Species of flowering plant

Calophyllum antillanum is an evergreen, medium-sized tropical tree in the Calophyllaceae family. It is also known as Antilles beauty leaf, Antilles calophyllum, Alexandrian laurel, Galba, Santa Maria, mast wood, and West Indian laurel.

Galba, its common name in Trinidad, may have been the origin of the stage name of Grenadian-born calypsonian, Sir Galba.

==Uses==
It is prized for producing a very hard, durable wood. The leaves were once used as a diuretic in Grenada, but it is said in Dominica to be poisonous (Politi, 1996). It is considered an invasive weed species in some areas.

The wood of this tree is widely used in the tropics. The heartwood varies from yellowish pink through reddish brown while sapwood is generally lighter in color. The grain is usually interlocked, and the specific gravity ranges from 0.51 to 0.57. The wood is fairly easy to work, rating above average in shaping, sanding, and mortising, and below average in planing, turning, and boring. It is moderately difficult to air-season and shows moderate to severe warp. The sapwood is easily impregnated with preservatives by either pressure or open-tank-bath methods, but the heartwood is extremely resistant to impregnation.

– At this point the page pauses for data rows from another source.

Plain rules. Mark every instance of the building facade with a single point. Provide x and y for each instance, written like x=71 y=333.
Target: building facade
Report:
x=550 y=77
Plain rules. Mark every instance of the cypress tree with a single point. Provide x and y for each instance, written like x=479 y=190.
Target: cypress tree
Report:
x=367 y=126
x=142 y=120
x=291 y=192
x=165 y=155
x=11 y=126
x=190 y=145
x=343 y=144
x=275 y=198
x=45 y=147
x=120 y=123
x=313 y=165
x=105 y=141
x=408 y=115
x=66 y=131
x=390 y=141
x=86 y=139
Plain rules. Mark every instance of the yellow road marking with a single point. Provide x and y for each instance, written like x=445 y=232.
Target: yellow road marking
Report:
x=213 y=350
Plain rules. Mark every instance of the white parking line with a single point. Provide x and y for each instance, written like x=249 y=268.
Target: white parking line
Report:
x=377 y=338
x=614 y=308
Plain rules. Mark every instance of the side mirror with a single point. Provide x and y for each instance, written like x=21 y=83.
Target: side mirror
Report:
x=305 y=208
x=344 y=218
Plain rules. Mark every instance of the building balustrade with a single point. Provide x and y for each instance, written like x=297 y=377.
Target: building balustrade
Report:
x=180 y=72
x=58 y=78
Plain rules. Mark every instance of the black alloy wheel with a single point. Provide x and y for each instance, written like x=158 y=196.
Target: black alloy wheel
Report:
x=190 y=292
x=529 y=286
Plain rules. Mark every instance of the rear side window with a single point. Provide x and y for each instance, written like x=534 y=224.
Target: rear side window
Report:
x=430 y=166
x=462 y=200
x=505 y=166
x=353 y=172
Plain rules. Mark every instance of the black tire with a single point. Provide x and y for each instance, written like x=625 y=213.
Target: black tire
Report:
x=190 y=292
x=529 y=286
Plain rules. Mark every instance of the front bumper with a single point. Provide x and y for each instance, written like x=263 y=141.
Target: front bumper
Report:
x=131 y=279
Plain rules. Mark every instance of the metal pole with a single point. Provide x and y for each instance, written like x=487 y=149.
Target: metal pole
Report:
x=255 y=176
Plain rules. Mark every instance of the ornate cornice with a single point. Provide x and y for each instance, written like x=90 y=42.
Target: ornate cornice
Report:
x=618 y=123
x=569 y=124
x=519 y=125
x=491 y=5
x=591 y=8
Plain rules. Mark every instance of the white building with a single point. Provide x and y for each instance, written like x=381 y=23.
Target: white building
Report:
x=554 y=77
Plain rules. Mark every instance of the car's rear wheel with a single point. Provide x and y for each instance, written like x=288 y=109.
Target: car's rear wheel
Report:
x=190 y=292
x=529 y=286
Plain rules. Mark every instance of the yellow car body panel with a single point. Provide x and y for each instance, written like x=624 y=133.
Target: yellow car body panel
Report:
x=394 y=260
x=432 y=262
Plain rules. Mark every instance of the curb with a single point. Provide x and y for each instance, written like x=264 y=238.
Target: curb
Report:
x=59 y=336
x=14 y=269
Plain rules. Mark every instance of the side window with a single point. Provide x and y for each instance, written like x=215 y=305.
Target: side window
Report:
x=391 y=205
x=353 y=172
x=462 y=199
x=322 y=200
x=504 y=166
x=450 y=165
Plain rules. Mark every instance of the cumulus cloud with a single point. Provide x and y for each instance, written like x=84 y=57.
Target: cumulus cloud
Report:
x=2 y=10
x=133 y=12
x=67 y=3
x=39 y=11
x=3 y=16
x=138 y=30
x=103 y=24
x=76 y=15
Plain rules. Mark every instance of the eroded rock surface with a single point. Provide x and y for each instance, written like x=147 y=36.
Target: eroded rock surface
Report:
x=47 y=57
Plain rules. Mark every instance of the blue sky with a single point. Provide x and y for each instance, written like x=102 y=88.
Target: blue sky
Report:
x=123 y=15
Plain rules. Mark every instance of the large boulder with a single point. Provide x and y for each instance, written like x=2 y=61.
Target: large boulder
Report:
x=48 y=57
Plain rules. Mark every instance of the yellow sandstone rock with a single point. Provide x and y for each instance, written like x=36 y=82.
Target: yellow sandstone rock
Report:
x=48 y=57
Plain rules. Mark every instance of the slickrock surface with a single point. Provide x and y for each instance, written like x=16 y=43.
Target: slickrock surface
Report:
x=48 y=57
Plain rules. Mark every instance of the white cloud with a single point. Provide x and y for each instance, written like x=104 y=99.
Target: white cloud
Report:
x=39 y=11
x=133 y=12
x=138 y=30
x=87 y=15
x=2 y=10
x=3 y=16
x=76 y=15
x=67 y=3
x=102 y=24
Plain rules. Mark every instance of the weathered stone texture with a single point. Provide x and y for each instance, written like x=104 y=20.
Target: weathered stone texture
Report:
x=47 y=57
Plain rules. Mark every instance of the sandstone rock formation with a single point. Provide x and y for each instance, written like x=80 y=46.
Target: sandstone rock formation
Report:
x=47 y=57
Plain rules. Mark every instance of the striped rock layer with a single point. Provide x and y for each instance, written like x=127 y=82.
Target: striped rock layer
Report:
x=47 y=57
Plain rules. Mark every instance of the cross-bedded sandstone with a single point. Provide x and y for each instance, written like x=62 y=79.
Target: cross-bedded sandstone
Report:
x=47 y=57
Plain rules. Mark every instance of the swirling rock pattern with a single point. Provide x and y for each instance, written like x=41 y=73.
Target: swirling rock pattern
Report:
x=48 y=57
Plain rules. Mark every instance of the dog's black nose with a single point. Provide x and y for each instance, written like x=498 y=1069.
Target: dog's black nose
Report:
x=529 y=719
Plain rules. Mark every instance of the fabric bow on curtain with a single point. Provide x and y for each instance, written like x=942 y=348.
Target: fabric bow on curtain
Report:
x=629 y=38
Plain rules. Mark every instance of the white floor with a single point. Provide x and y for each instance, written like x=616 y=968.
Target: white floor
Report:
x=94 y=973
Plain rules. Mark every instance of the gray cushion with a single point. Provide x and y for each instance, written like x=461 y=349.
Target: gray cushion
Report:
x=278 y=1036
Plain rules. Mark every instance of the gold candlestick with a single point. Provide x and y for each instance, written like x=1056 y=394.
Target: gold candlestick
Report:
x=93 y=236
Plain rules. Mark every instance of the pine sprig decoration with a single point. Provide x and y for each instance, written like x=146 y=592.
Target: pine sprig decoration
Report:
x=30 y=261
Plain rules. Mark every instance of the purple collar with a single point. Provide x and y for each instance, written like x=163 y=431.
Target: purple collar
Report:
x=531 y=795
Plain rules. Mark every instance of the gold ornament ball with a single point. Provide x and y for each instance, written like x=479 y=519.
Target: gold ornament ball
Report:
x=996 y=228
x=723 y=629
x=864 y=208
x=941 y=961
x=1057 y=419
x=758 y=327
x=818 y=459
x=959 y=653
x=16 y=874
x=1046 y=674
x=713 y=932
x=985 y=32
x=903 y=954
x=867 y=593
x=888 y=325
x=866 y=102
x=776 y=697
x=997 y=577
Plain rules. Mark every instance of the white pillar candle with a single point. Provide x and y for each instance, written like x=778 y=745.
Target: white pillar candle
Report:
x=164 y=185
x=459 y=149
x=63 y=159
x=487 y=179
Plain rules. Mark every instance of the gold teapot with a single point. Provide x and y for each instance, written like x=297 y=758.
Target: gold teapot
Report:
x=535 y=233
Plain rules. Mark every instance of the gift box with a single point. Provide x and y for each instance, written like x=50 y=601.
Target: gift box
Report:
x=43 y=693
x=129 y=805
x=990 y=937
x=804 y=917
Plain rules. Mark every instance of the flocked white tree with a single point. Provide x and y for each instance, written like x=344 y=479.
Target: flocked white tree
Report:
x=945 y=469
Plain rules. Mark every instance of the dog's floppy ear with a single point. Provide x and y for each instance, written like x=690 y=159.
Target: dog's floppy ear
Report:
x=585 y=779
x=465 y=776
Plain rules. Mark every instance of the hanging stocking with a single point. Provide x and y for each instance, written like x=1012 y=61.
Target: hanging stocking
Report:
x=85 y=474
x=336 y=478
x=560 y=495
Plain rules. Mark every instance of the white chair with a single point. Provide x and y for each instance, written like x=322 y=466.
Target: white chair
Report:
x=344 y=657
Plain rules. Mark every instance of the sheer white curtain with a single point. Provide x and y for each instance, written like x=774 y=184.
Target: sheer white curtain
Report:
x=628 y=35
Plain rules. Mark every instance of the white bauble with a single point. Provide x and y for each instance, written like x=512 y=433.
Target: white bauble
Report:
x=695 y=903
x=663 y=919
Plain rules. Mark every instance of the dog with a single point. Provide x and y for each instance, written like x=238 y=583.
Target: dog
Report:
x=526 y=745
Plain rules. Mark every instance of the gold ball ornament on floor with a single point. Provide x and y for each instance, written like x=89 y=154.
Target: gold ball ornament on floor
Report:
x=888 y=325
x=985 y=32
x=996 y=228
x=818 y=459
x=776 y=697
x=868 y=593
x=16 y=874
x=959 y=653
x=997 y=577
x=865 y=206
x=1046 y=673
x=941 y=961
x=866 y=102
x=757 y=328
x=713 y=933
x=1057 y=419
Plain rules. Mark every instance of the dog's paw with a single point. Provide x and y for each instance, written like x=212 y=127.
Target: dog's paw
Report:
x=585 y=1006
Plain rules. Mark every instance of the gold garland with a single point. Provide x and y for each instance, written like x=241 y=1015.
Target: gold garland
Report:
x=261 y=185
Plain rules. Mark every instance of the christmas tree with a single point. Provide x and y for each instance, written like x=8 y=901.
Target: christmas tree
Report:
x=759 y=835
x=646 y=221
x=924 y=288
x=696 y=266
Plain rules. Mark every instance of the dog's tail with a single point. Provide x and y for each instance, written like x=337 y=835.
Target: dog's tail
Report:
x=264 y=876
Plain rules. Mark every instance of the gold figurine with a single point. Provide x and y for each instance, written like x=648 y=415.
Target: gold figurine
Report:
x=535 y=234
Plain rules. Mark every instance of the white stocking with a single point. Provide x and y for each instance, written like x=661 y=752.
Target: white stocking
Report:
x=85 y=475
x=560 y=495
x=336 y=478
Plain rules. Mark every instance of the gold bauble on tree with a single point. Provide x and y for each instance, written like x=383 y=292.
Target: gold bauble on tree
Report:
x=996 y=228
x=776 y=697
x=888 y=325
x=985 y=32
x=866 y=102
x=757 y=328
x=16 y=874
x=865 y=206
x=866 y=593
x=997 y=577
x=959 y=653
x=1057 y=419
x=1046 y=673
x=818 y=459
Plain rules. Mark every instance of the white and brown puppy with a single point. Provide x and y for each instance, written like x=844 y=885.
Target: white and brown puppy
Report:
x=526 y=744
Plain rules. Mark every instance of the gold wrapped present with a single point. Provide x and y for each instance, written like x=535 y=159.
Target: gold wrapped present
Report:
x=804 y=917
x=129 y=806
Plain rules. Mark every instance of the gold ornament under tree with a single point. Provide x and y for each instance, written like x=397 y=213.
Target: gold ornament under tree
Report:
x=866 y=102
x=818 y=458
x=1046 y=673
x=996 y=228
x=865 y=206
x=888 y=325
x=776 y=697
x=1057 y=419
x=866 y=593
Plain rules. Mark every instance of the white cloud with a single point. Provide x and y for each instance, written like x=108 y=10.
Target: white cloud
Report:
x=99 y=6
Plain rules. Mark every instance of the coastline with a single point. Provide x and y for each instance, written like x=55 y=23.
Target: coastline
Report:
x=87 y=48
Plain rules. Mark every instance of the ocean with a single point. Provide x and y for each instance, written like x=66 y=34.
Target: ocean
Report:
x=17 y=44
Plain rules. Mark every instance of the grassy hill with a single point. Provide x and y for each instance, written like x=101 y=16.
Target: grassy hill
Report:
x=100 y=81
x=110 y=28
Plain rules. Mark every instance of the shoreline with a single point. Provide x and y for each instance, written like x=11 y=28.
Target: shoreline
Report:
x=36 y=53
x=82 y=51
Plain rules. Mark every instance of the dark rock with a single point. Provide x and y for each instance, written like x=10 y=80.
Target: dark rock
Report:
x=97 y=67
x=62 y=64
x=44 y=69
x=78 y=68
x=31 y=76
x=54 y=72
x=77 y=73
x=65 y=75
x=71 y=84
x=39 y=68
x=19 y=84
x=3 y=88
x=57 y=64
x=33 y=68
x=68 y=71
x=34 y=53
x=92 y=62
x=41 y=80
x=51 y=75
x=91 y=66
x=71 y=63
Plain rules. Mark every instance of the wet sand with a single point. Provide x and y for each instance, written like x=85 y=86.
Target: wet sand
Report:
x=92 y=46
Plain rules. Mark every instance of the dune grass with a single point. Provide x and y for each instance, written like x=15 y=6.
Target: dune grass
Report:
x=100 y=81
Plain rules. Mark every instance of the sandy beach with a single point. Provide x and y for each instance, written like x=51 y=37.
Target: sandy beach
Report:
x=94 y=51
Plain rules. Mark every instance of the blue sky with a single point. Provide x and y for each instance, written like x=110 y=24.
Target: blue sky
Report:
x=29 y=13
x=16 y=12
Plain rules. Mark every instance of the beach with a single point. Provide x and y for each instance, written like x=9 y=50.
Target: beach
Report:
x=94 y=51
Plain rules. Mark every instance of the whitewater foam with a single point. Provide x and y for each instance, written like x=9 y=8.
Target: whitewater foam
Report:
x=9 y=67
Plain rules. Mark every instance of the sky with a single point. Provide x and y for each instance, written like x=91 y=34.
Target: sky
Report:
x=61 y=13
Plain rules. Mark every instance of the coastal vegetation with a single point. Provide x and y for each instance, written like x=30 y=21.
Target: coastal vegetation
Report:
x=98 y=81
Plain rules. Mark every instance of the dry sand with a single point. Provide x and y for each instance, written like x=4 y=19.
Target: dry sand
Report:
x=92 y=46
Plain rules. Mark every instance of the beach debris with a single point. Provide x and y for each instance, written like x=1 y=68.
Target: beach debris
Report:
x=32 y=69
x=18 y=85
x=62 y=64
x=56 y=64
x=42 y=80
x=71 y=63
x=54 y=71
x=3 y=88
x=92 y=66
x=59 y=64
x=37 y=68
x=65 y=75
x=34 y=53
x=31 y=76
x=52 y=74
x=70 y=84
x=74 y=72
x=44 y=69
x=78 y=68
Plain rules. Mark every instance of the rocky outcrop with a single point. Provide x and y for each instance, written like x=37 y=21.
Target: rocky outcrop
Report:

Its wood is suitable for general construction, flooring, bridge construction, furniture, boat construction, cabinetmaking, shingles, interior construction, agricultural implements, poles, crossties, and handles. It is a good general utility wood where a fairly strong and moderately durable timber is required. In British Honduras, it was substituted for imported creosoted sleepers but required replacement after 3 or 4 years. In Mexico, attempts to use the timber in the veneer and plywood industry were not entirely successful.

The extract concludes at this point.